Not only the internal medium has to be considered, the external marine atmosphere is corrosive to carbon steel and lower grade CRAs. If carbon steel is selected, a coating has to be applied, and in addition inspection and maintenance is required. Altogether, using CRAs might be less costly in a long-term prospective.
Consequences from choosing the wrong material
The two main issues faced topside, are corrosion damages caused by the fluid contained in pipework and equipment and corrosion attacks from the outside. Typical internal degradation mechanisms for hydrocarbon systems are CO2 corrosion and sulphide stress cracking (SSC).
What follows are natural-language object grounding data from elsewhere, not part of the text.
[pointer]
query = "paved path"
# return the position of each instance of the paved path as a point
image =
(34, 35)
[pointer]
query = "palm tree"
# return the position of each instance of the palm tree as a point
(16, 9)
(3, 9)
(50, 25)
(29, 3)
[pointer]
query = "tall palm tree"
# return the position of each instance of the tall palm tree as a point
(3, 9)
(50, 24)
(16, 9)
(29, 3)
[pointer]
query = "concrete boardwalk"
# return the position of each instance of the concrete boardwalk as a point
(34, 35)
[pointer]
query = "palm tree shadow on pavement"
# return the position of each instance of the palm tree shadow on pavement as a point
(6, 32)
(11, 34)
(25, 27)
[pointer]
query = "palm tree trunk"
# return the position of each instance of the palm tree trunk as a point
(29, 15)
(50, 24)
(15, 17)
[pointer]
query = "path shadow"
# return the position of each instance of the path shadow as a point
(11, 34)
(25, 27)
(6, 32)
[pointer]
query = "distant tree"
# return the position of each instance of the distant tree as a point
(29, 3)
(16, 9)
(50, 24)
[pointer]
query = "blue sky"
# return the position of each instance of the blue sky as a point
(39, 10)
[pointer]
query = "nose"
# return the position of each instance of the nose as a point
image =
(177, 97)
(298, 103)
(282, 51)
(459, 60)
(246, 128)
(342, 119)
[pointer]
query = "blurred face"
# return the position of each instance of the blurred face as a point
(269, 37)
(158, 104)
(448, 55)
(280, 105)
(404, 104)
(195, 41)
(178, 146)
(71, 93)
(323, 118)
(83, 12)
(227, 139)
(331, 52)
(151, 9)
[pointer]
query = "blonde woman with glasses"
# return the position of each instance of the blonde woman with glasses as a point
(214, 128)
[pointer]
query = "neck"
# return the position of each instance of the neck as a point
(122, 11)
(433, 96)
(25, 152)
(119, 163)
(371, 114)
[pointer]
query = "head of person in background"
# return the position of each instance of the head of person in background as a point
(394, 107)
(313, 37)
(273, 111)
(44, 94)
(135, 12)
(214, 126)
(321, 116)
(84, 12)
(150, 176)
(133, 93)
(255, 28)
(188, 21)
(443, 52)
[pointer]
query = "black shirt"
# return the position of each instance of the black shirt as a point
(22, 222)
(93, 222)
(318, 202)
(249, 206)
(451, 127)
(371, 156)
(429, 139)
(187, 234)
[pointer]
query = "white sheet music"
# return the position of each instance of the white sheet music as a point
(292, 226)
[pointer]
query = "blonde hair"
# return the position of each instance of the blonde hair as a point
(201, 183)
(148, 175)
Carbon steel is a simple material that is prone to visible corrosion. CRAs are more prone to local damage, which is harder to detect. Pitting and crevice corrosion are likely external failure mechanisms for CRAs. At high temperatures, there is also a risk of chloride stress corrosion cracking (SCC).
A hydrocarbon leak as a result of corrosion is always an unfavourable situation. A leak is somewhat manageable, whereas cracking (e.g. due to SSC or SCC) may result in a complete loss of integrity with a substantial leak into it the environment with a risk of ignition.
A word of advice
Become familiar with the system that you are working with, including its operating conditions. Know all the details – they may be crucial. Also, make sure you know your standards and make sure you familiarise yourself with client specifications.”